De acordo com o coordenador, os agentes de endemias utilizam três técnicas simples, que levam cerca de 10 minutos, para vistoriar casas, apartamentos e espaços abertos. “Os agentes de endemias estão nas ruas vistoriando todos os espaços em todo o país. Contudo, a população pode se empoderar também dessas técnicas e se antecipar à visita dos agentes. Durante os meses que antecedem o verão e ao longo de 2019, o Ministério da Saúde vai fazer o alerta contra o mosquito e ensinar, por meio de vídeos tutoriais nas redes sociais, entre outros meios, como são essas técnicas. Além dos 60 mil agentes de endemia, a pasta quer contar com os mais de 200 milhões de brasileiros para serem multiplicadores dessas ações”, destaca o coordenador Divino Martins.

Além do lançamento da campanha, está prevista ainda, para o final de novembro, a Semana de Mobilização Integrada para o Combate ao Aedes aegypti. No total, 210 mil unidades públicas e privadas de todo o país estão sendo mobilizadas, sendo 146 mil escolas da rede básica, 11 mil centros de assistência social e 53 mil unidades de saúde. A Sala Nacional de Coordenação e Controle (SNCC) orientou estados e municípios a realizarem atividades para instruir as comunidades sobre a importância da prevenção e combate ao mosquito. Também está prevista a mobilização da população em geral, por meio do slogan ‘Sábado sem mosquito. Com ações simples, podemos combater o Aedes aegypti. Os órgãos públicos também farão vistorias em seus prédios.

Outra medida importante para este mês será a divulgação do Levantamento Rápido do Índice de Infestação por Aedes aegypti (LIRAa), ferramenta utilizada para identificar os locais com focos do mosquito nos municípios. O LIRAa é um instrumento fundamental para o controle do mosquito. Com base nas informações coletadas, os gestores podem identificar os bairros onde estão concentrados os focos de reprodução do mosquito, bem como o tipo de depósito onde as larvas foram encontradas.

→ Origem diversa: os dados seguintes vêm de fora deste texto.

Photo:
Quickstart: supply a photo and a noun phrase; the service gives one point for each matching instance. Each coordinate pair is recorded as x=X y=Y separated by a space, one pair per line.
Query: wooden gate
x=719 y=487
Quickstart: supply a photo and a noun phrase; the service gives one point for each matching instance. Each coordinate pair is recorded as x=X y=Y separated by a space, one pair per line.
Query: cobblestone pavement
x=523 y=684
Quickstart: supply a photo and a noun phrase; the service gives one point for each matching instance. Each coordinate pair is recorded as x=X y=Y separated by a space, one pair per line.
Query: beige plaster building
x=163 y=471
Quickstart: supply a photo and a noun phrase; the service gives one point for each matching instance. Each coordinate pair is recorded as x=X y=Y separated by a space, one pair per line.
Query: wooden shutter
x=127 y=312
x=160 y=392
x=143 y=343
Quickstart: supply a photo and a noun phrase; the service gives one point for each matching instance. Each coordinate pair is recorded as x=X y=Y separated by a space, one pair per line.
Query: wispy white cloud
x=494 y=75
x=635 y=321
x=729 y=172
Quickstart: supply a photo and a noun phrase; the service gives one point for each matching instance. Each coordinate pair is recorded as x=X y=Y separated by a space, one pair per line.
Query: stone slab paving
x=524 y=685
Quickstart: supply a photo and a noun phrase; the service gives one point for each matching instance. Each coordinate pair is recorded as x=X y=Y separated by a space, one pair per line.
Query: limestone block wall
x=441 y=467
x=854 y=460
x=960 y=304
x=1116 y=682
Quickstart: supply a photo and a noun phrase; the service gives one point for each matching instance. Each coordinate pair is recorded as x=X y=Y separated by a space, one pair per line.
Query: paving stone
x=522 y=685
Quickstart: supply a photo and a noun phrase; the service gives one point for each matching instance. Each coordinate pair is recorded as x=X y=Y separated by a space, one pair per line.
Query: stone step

Durante todo o ano, o Ministério da Saúde realiza ações permanentes de vigilância, prevenção e combate ao mosquito Aedes aegypti, com apoio da Sala Nacional de Coordenação e Controle (SNCC) e das Salas Estaduais. As videoconferências com as 27 salas estaduais ocorrem mensalmente e, durante o período epidêmico, são realizadas quinzenalmente. O Ministério da Saúde também oferece, continuamente, aos estados e municípios apoio técnico e fornecimento de insumos, como larvicidas para o combate ao vetor, além de veículos para realizar os fumacês, e testes diagnósticos, sempre que solicitado pelos gestores locais

Para estas ações, a pasta tem garantido orçamento crescente aos estados e municípios. Os recursos para as ações de Vigilância em Saúde, incluindo o combate ao Aedes aegypti, cresceram nos últimos anos, passando de R$ 924,1 milhões, em 2010, para R$ 1,93 bilhão em 2017. Este recurso é destinado à vigilância das doenças transmissíveis, entre elas dengue, zika e chikungunya e é repassado mensalmente a estados e municípios. Além disso, desde novembro de 2015, foram destinados cerca de R$ 465 milhões para pesquisas e desenvolvimento de vacinas e novas tecnologias. Neste ano, o orçamento destinado para as ações de vigilância em saúde é de R$ 1,9 bilhão.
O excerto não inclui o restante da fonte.